The main techniques for minimizing household chores are to:

(1)
Live simply and in a small space.
Remember that everything you buy costs you twice: in the time and money you spent to purchase it, and the time and money you spend to maintain it. And large spaces cost more to clean, heat, etc.

(2)
Professionalize.
Use good tools and supplies (e.g., a good washer and dryer, or a high-powered vacuum cleaner to cope with animal hair). Also, invest in convenience—say, by having a sprayer-mop in each high-traffic room. And also budget your time so that you work swiftly without killing yourself. (Something like, say, thirty minutes per room per week.)

(3)
Delegate whatever you can
, not just to other family or household members but to professionals. Use a grocery-delivery service (or get meals delivered from local restaurants), drop your laundry off to be done, and hire cleaning and lawn-care services. And, finally,

(4)
Lower your standards.
I’m not talking about living in a dirty house, or even a messy one. But there’s a great gulf of non-perfectionism between a “dirty” house and the kinds of spotless paragons the media promotes in its endless quest to get you to feel inadequate and therefore compelled to consume (Section 2.8). Ignore them all, as well as any critics within your personal circle; instead, figure out your own level of comfort and cleanliness and aim for that.

People typically raise two objections when I suggest they adopt these techniques:

(a)
It’s wrong to ask others to clean up after me.
Assuming we’re talking about professionals (since you shouldn’t feel bad about asking your family or roommates to do their part), then I strenuously disagree—and, more importantly, the people whom you will be asking will also strenuously disagree. People need jobs, and for some people a cleaning or laundry gig where they’re treated respectfully and paid well is the ideal job.

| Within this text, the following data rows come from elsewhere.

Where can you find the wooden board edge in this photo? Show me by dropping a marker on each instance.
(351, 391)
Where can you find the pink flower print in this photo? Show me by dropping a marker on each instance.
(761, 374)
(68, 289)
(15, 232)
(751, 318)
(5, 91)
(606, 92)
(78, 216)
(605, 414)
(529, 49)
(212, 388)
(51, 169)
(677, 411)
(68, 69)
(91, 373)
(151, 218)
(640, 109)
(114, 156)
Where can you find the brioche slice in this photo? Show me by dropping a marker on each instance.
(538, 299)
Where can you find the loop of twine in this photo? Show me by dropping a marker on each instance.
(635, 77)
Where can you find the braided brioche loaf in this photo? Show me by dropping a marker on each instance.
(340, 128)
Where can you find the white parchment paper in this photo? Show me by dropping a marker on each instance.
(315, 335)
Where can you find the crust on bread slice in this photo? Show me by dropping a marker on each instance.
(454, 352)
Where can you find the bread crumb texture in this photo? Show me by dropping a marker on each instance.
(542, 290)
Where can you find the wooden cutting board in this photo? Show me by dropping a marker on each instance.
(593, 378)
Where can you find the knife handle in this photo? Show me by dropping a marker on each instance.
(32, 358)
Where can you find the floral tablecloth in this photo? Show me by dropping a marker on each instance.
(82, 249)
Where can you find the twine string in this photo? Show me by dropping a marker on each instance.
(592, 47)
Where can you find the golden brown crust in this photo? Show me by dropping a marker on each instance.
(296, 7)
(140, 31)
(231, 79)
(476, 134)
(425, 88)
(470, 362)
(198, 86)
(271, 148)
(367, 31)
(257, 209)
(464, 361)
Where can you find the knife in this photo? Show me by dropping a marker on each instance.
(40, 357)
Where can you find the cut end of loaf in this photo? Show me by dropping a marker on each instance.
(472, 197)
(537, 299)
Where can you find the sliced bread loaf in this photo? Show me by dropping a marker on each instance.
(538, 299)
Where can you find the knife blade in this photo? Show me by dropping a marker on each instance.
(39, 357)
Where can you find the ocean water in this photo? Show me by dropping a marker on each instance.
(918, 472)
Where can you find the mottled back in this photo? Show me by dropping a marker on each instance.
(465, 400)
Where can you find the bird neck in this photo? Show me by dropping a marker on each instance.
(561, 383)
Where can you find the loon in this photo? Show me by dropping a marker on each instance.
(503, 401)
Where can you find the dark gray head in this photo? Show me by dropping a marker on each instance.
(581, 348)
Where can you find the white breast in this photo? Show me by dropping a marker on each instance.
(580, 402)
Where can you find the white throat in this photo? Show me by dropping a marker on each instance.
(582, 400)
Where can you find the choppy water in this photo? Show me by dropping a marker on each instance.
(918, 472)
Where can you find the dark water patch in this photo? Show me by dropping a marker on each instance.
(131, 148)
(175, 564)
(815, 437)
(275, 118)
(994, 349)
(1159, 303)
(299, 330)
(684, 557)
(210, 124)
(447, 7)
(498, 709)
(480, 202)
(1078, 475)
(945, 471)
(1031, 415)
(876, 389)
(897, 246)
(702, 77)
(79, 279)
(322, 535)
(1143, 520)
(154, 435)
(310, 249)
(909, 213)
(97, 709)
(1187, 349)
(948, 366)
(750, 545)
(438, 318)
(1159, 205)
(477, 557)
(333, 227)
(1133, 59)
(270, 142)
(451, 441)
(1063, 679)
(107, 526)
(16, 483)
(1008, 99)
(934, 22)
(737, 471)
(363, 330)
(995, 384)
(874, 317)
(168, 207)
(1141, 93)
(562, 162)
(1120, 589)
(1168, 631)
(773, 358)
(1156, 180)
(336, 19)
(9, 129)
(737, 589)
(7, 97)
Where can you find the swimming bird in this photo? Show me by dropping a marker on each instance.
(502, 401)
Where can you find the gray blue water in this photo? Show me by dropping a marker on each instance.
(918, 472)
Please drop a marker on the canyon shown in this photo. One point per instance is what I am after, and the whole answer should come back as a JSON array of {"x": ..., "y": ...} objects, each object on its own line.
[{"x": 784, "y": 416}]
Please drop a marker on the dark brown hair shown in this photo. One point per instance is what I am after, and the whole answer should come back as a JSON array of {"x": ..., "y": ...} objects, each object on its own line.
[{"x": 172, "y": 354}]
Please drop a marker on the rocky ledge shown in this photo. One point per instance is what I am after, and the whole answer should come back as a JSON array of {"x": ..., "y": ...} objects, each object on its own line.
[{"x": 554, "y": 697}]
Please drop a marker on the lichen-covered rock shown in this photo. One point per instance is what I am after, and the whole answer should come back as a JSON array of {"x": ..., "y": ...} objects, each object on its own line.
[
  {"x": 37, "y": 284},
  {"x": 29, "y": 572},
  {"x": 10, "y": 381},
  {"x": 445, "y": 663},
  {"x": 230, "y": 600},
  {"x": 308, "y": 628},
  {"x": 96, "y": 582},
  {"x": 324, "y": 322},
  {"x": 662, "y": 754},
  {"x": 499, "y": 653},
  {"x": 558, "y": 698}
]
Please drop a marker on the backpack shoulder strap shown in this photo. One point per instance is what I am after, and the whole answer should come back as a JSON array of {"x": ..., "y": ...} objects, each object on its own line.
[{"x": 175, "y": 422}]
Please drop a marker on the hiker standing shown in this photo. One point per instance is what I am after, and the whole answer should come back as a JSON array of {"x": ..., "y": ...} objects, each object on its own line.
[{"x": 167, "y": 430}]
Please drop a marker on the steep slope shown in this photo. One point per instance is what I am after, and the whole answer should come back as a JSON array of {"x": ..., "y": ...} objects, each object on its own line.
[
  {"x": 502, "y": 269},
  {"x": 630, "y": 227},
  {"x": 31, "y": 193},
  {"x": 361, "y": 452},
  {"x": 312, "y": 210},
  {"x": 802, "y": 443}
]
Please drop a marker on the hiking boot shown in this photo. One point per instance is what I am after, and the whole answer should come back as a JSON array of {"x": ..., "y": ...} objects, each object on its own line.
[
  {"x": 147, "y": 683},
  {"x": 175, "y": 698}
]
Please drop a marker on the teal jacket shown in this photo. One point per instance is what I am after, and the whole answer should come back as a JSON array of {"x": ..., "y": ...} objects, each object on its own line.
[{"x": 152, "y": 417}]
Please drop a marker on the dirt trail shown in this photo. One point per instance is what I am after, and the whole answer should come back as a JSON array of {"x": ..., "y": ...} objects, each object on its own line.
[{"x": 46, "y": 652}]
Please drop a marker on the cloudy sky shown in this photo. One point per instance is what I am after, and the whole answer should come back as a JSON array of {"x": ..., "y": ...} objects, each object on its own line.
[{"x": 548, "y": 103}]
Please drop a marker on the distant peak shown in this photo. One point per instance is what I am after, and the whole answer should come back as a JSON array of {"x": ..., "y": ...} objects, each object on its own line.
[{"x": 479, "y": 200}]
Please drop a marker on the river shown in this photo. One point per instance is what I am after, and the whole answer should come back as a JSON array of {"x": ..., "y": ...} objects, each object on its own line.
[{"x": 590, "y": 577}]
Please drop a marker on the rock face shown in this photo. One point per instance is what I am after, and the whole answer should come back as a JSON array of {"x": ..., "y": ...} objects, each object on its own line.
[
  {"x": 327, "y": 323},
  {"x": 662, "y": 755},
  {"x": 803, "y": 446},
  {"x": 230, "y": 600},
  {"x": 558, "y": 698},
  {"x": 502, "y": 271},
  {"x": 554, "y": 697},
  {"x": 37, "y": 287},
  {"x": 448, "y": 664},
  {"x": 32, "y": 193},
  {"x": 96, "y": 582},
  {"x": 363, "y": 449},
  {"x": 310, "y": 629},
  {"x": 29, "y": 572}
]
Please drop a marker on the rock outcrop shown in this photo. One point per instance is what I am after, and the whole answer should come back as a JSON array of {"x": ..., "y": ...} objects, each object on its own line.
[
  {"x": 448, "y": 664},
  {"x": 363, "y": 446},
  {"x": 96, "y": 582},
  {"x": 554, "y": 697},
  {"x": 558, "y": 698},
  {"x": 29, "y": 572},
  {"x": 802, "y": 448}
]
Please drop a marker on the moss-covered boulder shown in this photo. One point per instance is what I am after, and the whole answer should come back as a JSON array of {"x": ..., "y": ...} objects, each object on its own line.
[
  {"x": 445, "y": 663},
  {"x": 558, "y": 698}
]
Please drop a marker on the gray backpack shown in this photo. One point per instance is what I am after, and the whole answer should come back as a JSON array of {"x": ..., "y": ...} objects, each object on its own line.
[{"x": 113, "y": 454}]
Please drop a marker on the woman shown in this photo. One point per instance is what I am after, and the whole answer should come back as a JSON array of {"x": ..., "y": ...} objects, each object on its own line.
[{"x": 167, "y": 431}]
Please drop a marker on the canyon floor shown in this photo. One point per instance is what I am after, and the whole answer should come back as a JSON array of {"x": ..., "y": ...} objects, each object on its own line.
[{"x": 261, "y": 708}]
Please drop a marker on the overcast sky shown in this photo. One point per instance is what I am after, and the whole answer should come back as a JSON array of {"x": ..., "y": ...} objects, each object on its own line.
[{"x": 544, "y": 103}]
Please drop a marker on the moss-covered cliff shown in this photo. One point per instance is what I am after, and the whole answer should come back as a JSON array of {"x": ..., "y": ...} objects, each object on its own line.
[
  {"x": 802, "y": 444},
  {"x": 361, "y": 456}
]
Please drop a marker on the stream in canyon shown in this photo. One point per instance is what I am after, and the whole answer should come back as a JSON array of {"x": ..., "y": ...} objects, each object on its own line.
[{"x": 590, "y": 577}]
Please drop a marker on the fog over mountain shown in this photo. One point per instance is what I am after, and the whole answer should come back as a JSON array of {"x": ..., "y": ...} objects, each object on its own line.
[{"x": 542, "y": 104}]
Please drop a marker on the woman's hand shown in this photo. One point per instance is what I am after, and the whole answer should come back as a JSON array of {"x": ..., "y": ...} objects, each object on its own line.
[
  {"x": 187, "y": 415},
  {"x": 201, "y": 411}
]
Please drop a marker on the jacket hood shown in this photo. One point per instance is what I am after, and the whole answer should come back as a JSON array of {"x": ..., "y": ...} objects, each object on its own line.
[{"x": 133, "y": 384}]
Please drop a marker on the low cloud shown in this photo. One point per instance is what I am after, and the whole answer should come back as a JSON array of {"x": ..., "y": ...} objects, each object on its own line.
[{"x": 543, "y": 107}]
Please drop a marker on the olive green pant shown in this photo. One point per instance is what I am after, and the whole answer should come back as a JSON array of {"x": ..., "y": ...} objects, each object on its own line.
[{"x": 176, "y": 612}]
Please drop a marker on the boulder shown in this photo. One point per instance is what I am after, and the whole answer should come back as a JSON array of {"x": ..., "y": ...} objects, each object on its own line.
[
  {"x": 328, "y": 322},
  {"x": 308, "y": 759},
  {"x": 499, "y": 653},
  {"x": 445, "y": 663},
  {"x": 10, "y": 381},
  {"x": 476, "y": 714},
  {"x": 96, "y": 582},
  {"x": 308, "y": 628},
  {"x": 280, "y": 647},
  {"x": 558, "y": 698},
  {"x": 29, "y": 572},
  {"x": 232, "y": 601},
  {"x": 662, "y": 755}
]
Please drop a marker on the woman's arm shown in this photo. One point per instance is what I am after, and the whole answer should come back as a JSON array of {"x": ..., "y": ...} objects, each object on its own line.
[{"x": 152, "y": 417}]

I discuss other common objections to delegation—too much time to train, won’t do as good a job as me, etc.—in Section 4.11.

(b)
Cleaning services, take out meals, etc., cost money, and I can’t afford it. Besides, you said to be frugal.
It’s true that some people can’t afford to delegate, but it’s also true that many who can afford it choose to spend their money elsewhere. (Recall Section 3.4 and how many underproductive people chronically under-resource themselves.) We can deduce from Principle #1 that using money to buy more time for investments is a sound choice.

Let’s say that using these four techniques—simplicity, professionalism, delegation, and lowered standards—the writer has managed to whittle her household chores down from around twenty hours a week to eight.

And let’s say that she allots only one hour a day (versus three) to television and other escapist activities.

She’s now gained 14.5 + 12 + 14, or 40.5 hours a week for her “investments”—more than the equivalent of a full-time job! Think of all the writing, relationships, exercise, fun, and other investments she can now partake of—and how much more profoundly happy and satisfying and meaningful her life will be as a result.